Builds (X, y, feature_names) from a sample list and an explicit motif list. Flat numeric keys in Features (all fields except end_motifs, frag_len_hist, start_pos_hist, end_pos_hist) are appended automatically. Call this directly if you want to inspect the feature matrix outside the LOO loop.


Plots — cfclassify.plots

All plot functions return a matplotlib.figure.Figure. Pass out_path to save to disk, or omit it to get the figure object for further manipulation.

Function Output Key design notes
plot_end_motifs(samples, top_n, out_path) Grouped bar chart Top-N motifs ranked by mean frequency across all samples; SEM error bars
plot_frag_lengths(samples, out_path) Line plot Normalised per-sample before averaging; reference lines at 147 bp and 200 bp
plot_methylation(samples, out_path) Bar + scatter Bars show group means; scatter overlays individual sample points with jitter
plot_position_dist(samples, feature_key, title, out_path) Line plot feature_key is "start_pos_hist" or "end_pos_hist"; x-axis in Mbp

Model I/O — cfclassify.model

save_model(bundle, path) / load_model(path)

Serialise/deserialise a ModelBundle using joblib.
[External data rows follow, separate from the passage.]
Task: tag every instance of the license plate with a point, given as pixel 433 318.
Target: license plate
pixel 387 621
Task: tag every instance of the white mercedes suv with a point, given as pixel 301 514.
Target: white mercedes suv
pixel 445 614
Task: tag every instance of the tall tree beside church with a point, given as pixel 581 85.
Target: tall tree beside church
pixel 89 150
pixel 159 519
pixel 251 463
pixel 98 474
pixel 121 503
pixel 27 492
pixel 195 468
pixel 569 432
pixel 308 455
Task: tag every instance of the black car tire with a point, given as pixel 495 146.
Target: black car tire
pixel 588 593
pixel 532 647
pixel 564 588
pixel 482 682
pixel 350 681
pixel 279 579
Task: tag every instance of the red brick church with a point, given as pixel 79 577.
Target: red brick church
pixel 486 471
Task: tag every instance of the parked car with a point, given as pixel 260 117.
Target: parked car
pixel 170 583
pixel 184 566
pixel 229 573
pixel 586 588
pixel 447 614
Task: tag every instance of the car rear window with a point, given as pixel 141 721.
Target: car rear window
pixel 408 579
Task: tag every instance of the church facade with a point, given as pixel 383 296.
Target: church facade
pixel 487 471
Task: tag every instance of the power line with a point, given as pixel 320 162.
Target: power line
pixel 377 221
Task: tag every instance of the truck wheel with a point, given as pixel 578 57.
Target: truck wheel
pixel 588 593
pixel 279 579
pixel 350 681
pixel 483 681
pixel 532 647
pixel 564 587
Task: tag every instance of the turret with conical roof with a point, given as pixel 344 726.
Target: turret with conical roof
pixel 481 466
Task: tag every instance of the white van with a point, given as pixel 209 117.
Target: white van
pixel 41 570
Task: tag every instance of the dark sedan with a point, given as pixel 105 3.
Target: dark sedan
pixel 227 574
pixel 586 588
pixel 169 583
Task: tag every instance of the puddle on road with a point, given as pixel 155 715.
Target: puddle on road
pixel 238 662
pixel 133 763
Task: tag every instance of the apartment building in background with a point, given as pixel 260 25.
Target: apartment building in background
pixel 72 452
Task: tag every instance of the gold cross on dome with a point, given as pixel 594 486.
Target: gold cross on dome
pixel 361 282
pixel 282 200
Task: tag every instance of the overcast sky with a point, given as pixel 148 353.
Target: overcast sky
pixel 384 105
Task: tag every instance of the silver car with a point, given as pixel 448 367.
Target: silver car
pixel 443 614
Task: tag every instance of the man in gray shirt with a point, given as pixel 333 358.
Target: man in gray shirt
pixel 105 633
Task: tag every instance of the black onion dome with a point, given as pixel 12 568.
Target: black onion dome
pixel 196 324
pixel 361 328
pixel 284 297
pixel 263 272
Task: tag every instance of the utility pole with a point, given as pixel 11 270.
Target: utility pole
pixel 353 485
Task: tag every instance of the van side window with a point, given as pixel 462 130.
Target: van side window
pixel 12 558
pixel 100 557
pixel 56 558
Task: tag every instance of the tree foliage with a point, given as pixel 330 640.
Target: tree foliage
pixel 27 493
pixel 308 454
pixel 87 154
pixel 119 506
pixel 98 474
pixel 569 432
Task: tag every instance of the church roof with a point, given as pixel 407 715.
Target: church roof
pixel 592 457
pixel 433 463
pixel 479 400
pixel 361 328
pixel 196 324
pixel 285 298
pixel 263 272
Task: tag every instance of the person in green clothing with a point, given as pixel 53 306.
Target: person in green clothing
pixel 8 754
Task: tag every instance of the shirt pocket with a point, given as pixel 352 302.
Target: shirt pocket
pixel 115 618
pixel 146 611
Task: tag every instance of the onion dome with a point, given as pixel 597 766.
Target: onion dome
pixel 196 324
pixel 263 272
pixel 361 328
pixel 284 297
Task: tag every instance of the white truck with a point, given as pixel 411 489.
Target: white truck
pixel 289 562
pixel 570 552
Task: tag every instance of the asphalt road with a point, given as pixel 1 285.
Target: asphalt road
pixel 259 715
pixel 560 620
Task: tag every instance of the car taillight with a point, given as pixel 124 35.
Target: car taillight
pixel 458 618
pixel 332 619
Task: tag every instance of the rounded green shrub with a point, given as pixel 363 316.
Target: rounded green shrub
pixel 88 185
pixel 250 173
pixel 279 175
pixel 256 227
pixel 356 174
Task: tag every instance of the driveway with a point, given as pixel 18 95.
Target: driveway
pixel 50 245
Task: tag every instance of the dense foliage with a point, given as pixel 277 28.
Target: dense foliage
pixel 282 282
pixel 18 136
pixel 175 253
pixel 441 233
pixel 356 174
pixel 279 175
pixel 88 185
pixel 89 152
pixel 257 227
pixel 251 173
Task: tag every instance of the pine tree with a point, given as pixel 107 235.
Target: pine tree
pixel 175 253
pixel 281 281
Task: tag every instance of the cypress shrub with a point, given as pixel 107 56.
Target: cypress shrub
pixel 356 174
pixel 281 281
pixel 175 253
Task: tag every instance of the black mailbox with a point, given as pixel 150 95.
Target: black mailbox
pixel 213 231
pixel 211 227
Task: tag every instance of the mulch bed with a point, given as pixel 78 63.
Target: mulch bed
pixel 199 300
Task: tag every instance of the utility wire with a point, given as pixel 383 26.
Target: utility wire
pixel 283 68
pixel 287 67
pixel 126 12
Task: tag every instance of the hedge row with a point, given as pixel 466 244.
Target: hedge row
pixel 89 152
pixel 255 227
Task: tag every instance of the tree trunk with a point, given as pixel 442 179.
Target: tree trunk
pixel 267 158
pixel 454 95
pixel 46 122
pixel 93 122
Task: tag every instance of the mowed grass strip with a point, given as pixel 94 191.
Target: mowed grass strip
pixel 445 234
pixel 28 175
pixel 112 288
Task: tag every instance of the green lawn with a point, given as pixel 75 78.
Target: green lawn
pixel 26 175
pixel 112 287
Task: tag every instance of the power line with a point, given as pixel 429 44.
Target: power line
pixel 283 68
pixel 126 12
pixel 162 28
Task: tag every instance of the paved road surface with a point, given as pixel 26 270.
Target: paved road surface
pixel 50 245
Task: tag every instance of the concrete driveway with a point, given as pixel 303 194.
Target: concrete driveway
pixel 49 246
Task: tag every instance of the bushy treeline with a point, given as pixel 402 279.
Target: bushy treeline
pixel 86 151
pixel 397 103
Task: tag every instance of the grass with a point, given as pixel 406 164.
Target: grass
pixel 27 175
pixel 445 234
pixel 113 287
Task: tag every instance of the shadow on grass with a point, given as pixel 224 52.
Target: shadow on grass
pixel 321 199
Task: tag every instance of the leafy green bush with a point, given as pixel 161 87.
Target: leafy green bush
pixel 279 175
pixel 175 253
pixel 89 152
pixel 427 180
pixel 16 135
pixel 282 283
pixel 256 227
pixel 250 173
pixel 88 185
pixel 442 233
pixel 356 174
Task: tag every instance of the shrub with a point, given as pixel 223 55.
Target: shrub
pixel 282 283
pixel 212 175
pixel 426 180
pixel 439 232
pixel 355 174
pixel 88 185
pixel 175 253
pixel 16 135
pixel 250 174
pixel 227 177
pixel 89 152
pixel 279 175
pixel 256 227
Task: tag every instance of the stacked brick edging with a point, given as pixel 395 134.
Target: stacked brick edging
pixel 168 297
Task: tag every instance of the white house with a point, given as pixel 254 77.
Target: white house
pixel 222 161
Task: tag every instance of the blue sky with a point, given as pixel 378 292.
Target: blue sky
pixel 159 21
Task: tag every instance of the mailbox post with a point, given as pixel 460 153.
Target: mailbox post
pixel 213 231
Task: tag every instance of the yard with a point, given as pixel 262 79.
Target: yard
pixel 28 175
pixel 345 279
The bundle is self-describing: it carries the k-mer length, contig, and feature key ordering needed to classify new samples without any external configuration.

save_feature_cache(samples, model_path) / load_feature_cache(model_path)

Write/read the feature cache JSON at <model_path>.features.json. The cache stores extracted feature dicts alongside labels, so the update subcommand can retrain on all historical samples without re-processing BAMs.


CLI entry point — cfclassify.__main__

Three subcommands: train, predict, update. See Usage → Running for full flag reference.